Fish tank with Puck the Fish Fish tank with Puck the Fish Water on the floor spelling Fish
 

Compiled Bitmaps

June 22nd, 2005

Ancient programmers speak in hushed tones of the legend known as the "compiled bitmap." Ok, no they don’t, but there is such a thing. It’s a technique that was sometimes used in the DOS days for rapidly drawing an image to the screen. But how can you compile a bitmap? And is there any value remaining in this technique, or should it be left in the dustbin along side TSRs and DOSSHELL? Let’s find out!

Blitting

Drawing an image is called "blitting." The usual way we blit is to load a pixel from the source image buffer, store it in the destination, and repeat until we’ve blitted every pixel.

But with compiled bitmaps, the data for the image is in the instruction stream itself. So instead of "load a pixel from the source," we say "load red," and then store it as usual. Then "load green", or whatever the next color is, and store that, etc. A compiled bitmap is a function that knows how to draw a specific image.

Instruction counts

So an advantage of a compiled bitmap is that there’s no need to load data from an image when we blit; the image data is in the instruction stream itself. But this is ameliorated by the fact that we’ll have many more instructions in the function. How many more? That depends on the processor architecture, of course, but since I’m a Mac guy, I’ll stick to PowerPC.

To load a single 32 bit pixel into a register requires two instructions: one to load each 16-bit half. And storing a pixel requires another instruction. By taking advantage of the literal offset field in the stw instruction, we can avoid having to increment our destination pointer (except when we overflow the 16 bit field every sixteen thousand pixels). The PowerPC also has a special instruction form, the store word with update instructions, stwu, that lets us increment the target pointer for free.
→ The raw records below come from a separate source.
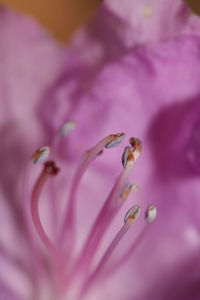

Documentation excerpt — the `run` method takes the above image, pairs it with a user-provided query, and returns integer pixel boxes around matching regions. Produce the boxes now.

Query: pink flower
[0,0,200,300]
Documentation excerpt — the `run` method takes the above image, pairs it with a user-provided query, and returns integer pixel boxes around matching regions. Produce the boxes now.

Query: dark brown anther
[44,161,59,175]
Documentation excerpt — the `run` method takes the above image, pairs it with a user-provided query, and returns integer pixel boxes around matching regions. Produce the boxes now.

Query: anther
[124,205,140,225]
[59,120,76,136]
[105,133,125,148]
[120,183,134,200]
[31,146,51,164]
[122,146,134,168]
[129,137,142,161]
[44,161,59,175]
[145,204,157,223]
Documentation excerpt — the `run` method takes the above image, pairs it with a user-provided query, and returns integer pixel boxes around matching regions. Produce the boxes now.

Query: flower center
[21,123,156,300]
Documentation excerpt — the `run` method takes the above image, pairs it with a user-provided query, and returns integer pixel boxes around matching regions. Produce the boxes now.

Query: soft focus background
[0,0,200,42]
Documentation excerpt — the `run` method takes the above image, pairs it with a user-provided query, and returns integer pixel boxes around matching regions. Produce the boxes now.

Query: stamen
[59,120,76,136]
[105,133,125,148]
[129,137,142,161]
[81,205,140,295]
[120,183,139,200]
[32,146,51,164]
[145,204,157,223]
[60,133,125,255]
[124,205,140,224]
[71,144,138,273]
[120,183,133,200]
[31,161,59,262]
[122,147,134,168]
[104,204,157,278]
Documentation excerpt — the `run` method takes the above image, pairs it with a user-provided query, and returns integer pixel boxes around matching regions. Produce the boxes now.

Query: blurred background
[0,0,200,42]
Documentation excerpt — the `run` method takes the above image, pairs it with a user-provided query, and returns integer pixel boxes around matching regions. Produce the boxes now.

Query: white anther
[124,205,140,224]
[122,146,134,168]
[32,146,51,164]
[105,133,125,148]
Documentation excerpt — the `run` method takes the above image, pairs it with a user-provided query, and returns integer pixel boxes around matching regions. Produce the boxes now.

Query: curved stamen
[60,133,125,255]
[81,205,140,296]
[104,204,157,278]
[31,162,60,262]
[71,147,140,273]
[22,146,50,274]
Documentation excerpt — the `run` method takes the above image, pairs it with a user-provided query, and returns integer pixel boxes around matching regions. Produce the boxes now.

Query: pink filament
[60,136,119,255]
[74,159,133,273]
[81,223,131,296]
[31,170,60,263]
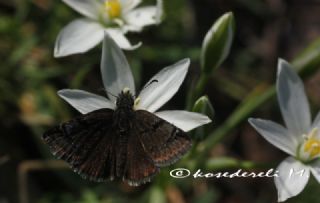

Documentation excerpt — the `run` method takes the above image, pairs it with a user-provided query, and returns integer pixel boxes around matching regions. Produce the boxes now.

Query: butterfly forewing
[43,93,191,186]
[43,109,117,181]
[133,110,192,166]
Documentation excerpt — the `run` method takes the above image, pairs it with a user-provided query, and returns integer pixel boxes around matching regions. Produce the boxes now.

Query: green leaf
[200,12,235,73]
[192,96,214,140]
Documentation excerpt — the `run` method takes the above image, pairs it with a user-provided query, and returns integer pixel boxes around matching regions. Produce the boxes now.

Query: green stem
[187,72,210,110]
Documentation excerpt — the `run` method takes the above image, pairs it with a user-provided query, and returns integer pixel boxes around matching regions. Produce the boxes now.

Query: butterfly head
[116,87,134,109]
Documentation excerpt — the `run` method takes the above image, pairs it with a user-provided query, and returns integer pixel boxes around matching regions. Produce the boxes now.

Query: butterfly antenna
[134,79,159,98]
[99,88,118,99]
[143,79,159,89]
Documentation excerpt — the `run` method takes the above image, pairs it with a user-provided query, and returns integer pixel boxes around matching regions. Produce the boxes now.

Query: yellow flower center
[104,0,121,18]
[303,128,320,160]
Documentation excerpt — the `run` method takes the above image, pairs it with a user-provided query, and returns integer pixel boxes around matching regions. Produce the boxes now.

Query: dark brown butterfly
[43,91,191,186]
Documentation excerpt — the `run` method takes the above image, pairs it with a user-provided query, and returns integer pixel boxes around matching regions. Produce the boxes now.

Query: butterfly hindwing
[43,109,117,181]
[133,110,192,167]
[123,131,159,186]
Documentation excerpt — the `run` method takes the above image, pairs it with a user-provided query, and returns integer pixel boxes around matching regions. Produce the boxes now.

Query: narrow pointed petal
[155,111,211,132]
[58,89,115,114]
[62,0,102,19]
[275,157,310,202]
[249,118,298,156]
[105,28,142,50]
[124,0,163,31]
[54,19,103,57]
[277,59,311,139]
[310,159,320,183]
[138,59,190,112]
[101,34,135,101]
[120,0,141,13]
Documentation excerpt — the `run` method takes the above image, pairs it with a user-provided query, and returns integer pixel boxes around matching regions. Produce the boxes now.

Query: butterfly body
[43,91,191,186]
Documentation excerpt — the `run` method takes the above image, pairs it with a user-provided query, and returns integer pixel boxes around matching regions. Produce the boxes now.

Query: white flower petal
[155,111,211,132]
[58,89,115,114]
[310,159,320,183]
[54,19,104,57]
[124,6,159,31]
[101,34,135,101]
[275,157,310,202]
[120,0,141,14]
[138,59,190,112]
[62,0,102,19]
[248,118,298,156]
[277,59,311,139]
[105,28,142,50]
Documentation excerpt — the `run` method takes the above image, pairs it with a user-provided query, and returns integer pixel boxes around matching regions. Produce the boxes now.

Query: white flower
[249,59,320,202]
[58,35,211,131]
[54,0,162,57]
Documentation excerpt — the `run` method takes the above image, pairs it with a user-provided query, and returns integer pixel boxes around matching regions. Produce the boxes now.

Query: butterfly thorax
[113,91,134,132]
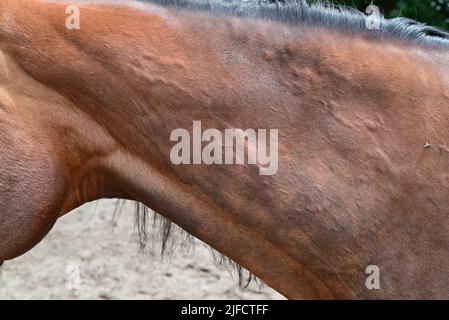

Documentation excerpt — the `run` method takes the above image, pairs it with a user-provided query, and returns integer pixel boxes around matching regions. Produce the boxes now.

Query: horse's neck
[0,1,449,297]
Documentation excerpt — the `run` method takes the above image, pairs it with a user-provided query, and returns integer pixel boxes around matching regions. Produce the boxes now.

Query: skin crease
[0,0,449,299]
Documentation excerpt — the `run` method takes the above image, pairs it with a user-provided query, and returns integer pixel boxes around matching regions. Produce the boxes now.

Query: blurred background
[309,0,449,30]
[0,0,449,299]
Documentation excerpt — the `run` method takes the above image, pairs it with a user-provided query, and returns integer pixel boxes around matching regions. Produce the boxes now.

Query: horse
[0,0,449,299]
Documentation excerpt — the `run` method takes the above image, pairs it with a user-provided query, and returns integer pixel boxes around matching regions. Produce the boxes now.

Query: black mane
[140,0,449,48]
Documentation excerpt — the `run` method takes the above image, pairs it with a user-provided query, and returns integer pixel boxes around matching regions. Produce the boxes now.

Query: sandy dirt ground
[0,200,283,299]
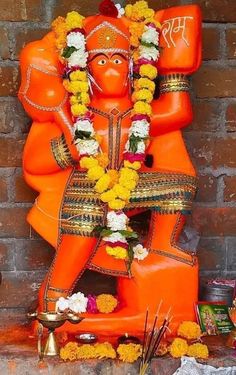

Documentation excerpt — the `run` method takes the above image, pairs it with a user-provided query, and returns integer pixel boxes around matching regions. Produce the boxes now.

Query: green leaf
[62,47,76,59]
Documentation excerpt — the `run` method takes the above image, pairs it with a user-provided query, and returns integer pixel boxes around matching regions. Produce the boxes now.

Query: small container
[75,332,98,344]
[203,284,234,306]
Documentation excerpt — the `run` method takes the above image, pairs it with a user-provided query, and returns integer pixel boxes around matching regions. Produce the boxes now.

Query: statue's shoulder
[155,5,202,74]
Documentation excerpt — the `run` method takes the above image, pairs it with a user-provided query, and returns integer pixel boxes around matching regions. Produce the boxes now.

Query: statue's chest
[90,108,131,168]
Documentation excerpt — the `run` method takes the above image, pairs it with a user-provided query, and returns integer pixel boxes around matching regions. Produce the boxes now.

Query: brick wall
[0,0,236,322]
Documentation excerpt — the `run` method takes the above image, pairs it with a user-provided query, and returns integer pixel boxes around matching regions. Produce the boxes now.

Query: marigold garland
[52,1,160,268]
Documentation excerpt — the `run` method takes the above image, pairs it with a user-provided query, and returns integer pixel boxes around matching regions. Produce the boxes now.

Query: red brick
[0,207,30,238]
[192,207,236,236]
[224,176,236,202]
[0,272,43,308]
[202,29,220,60]
[0,242,14,271]
[0,177,8,202]
[15,240,55,271]
[193,67,236,98]
[0,27,10,60]
[196,176,217,202]
[1,0,43,21]
[14,176,38,202]
[185,100,221,132]
[14,28,49,59]
[185,133,236,168]
[0,66,19,96]
[197,238,226,271]
[0,138,25,167]
[194,0,236,22]
[226,28,236,59]
[226,103,236,133]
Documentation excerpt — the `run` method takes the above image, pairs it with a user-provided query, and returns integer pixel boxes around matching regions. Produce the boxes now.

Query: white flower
[115,4,125,18]
[68,50,88,68]
[67,32,85,52]
[75,120,95,135]
[133,244,148,260]
[56,297,69,311]
[141,26,159,45]
[68,292,88,314]
[103,232,127,243]
[75,139,99,155]
[107,211,129,231]
[139,46,159,61]
[129,120,149,138]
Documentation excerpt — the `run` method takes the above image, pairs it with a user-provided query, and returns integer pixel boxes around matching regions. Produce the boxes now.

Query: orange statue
[19,0,201,335]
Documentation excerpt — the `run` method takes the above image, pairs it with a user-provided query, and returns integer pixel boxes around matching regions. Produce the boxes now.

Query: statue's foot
[150,246,197,266]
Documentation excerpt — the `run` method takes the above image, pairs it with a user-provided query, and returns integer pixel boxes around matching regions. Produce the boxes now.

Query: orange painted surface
[19,5,201,335]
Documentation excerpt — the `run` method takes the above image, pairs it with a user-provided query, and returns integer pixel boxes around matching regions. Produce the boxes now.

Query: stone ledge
[0,325,236,375]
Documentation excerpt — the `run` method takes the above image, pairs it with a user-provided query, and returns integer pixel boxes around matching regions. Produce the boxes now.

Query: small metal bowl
[75,332,98,344]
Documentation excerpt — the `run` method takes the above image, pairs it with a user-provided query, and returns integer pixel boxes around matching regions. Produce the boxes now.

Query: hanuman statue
[19,0,201,335]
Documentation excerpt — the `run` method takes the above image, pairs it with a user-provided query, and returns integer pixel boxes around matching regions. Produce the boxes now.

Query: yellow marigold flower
[70,95,79,105]
[107,169,119,188]
[134,101,152,116]
[94,342,116,359]
[71,104,88,116]
[63,79,89,94]
[96,153,109,168]
[134,78,156,93]
[130,35,139,48]
[113,184,130,201]
[119,177,137,191]
[80,92,90,105]
[108,199,126,210]
[96,294,118,314]
[187,343,209,359]
[87,165,105,181]
[177,321,201,339]
[66,11,84,31]
[125,4,133,18]
[124,160,141,171]
[132,89,153,103]
[70,70,87,82]
[80,156,98,169]
[117,344,142,363]
[94,173,111,194]
[169,338,188,358]
[120,167,139,182]
[52,17,67,50]
[60,342,78,361]
[77,344,97,359]
[139,64,157,80]
[100,189,117,203]
[143,8,155,18]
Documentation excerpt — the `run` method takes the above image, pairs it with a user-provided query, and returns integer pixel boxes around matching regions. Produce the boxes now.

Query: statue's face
[89,53,129,97]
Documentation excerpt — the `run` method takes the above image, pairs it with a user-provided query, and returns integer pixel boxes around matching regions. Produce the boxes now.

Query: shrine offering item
[28,312,83,359]
[202,284,234,306]
[196,302,233,335]
[19,0,201,337]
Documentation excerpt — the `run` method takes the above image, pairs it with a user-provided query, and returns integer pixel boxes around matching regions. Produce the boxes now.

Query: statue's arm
[151,5,201,136]
[18,34,79,174]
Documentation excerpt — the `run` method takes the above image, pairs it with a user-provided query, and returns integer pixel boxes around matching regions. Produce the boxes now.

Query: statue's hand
[155,5,201,75]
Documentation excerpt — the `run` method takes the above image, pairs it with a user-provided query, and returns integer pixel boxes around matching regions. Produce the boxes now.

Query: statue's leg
[39,235,97,311]
[147,212,195,265]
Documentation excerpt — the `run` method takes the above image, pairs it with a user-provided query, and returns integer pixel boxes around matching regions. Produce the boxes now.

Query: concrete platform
[0,325,236,375]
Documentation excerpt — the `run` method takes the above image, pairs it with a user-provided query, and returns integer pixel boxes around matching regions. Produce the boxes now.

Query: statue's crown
[85,15,130,54]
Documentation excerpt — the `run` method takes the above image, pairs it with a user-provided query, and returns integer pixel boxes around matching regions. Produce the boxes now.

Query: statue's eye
[113,59,122,65]
[98,59,107,65]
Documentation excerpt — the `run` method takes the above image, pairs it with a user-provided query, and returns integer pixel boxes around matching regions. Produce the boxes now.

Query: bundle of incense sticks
[139,301,171,375]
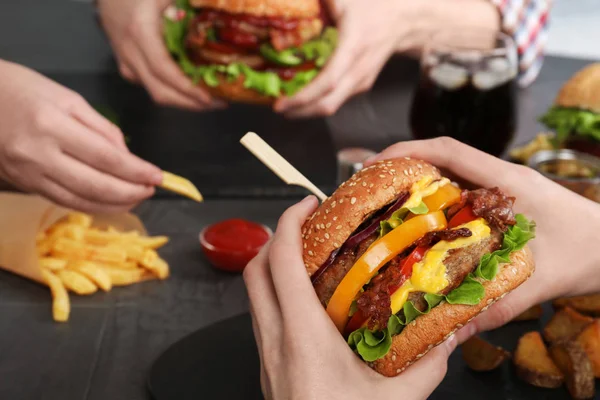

But my tests showed that to be slower than stw, which makes sense, since it introduces more inter-instruction dependencies.

But of course, if the next pixel is the same color as the current one, there’s no need to load a new color into the register: you can just store the current value again. So sometimes we can get away with only one instruction per pixel. So the number of instructions per pixel in a compiled bitmap ranges between one and three, depending on the complexity of the image and the sophistication of our compiler.

This compares favorably to ordinary blitting, where we have more instructions per pixel (load pixel, store pixel, check for loop exit, and pointer updates). So at first blush, a compiled bitmap may appear ~ 33% faster than ordinary blitting.

Bandwidth

But this isn’t the whole story, of course; a processor is only as fast as it can be fed. How much memory bandwidth do we use? In standard blitting, the instruction stream is a very short loop which fits entirely into the instruction cache. The main bandwidth hog is reading and writing the pixels: 32 bits read, 32 bits written. That’s 32 bits each way, per pixel.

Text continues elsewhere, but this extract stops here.